Living Through History Is No Birthday Party


Erik Deckers
Laughing Stalk syndicate
Copyright 2010

Today, I had the awful realization that I'm turning 43 next month. It's awful for a couple of reasons, mostly because I will no longer be 42.

"Well, duh, Erik. That's because 43 follows 42."

It's not actually turning 43 that bothers me (okay, it bothers me, but more on that later.) It's that I've liked being 42. It's a magical age. It's a fun number. It is, as any fan of "The Hitchhiker's Guide to the Galaxy" (the greatest science fiction novel ever) can tell you, the answer to Life, the Universe, and Everything.

I will no longer be the answer to Life, the Universe, and Everything.

This saddens me greatly, because I used to take particular geeky delight in telling people that's how old I was.

"How old are you?"

"The answer to Life, the Universe, and Everything."

If the other person got it, if they had read "The Hitchhiker's Guide to the Galaxy" (or H2G2 as the really cool people call it), they were rewarded with a beaming smile and some congratulatory well-wishes on their total awesomeness as a human being.

If they didn't get it, I told them my real age, and then talked about them behind their backs.

Seven years ago, I was happily chugging along, living in My Thirties. I was minding my own business, not bothering anyone, just being in My Thirties.
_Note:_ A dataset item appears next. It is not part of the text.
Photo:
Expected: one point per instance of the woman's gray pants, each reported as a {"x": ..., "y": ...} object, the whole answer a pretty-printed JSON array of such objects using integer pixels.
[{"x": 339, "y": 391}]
It was a glorious decade, and one I look back on with great delight.

I capitalize My Thirties, because they were a nice big plateau of aging. Sort of a personal dynasty, like China's Ming dynasty or Hungary's Habsburg Dynasty. My Thirties was a time of great prosperity and gentle settling around the land. (I call my upper body "the land." That's what happens when you're in your Thirties.)

The great thing about being in My Thirties was that it didn't matter about birthdays, because the years didn't seem all that different — 33 was like 34, which looked just like 35. And 36 wasn't a whole lot different either.
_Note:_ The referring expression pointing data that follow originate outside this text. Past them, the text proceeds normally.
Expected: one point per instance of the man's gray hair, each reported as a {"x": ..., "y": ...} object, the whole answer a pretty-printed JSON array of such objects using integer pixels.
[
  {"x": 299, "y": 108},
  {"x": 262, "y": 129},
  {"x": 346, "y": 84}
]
But when I turned 40, disaster struck. Now, I was no longer in My Thirties, I was in My Forties. Things started settling at an alarming rate, and there soon followed some grumbling and strife from "the border lands" (my knees).

It's because the decade number changed. The number in the tens column of my life had just gone up by one tick, and it was going to redefine who I was for, well, ten more years.

But that feeling only lasted for a few months, and I began looking forward to 42. And it's been a great year. A year I would like to repeat. I would gladly pay whoever is in charge of aging if I could just be 42 for another year.

What made me think of all this today, though, was the realization that not only am I over 40, I'm almost ready to start remembering things that happened 40 years ago.

Right now, at age 42, I don't remember what happened 40 years ago. Muamar Qadafi became the premier of Libya 40 years ago. National Public Radio and Monday Night Football premiered 40 years ago. And the Apollo 13 crisis took place 40 years ago.

I don't remember any of it, because I was two.

But we're reaching the point in history that I will remember what happened back then.

Pretty soon, someone's going to say, "do you remember the Watergate scandal in 1972?" and I'll be able to say "yes, a little bit."

"That was 40 years ago," they'll say in 2012. I'll be 45.

"Do you remember when Jimmy Carter beat Gerald Ford to become president in 1976?"

"Oh sure," I'll say. "I remember watching the results on TV."

"That was 40 years ago," someone will say in 2016, when I'm 49.

Becoming 43 is not nearly as emotionally devastating as knowing that I'm quickly reaching the point where I saw, heard, and remember things that happened four decades ago.

That's four-tenths of a century. It's 4 percent of a millennium. My distress is not that I have lived that long. It's that I have lived long enough to remember things happened that long ago.

Not to worry though. I'll soon get over it. I always do. I'll relax for a few years, and then I'll start worrying about what will happen when people say, "Do you remember when Janet Guthrie became the first woman to race in the Indianapolis 500 in 1977?"

That's going to bring a whole new level of panic.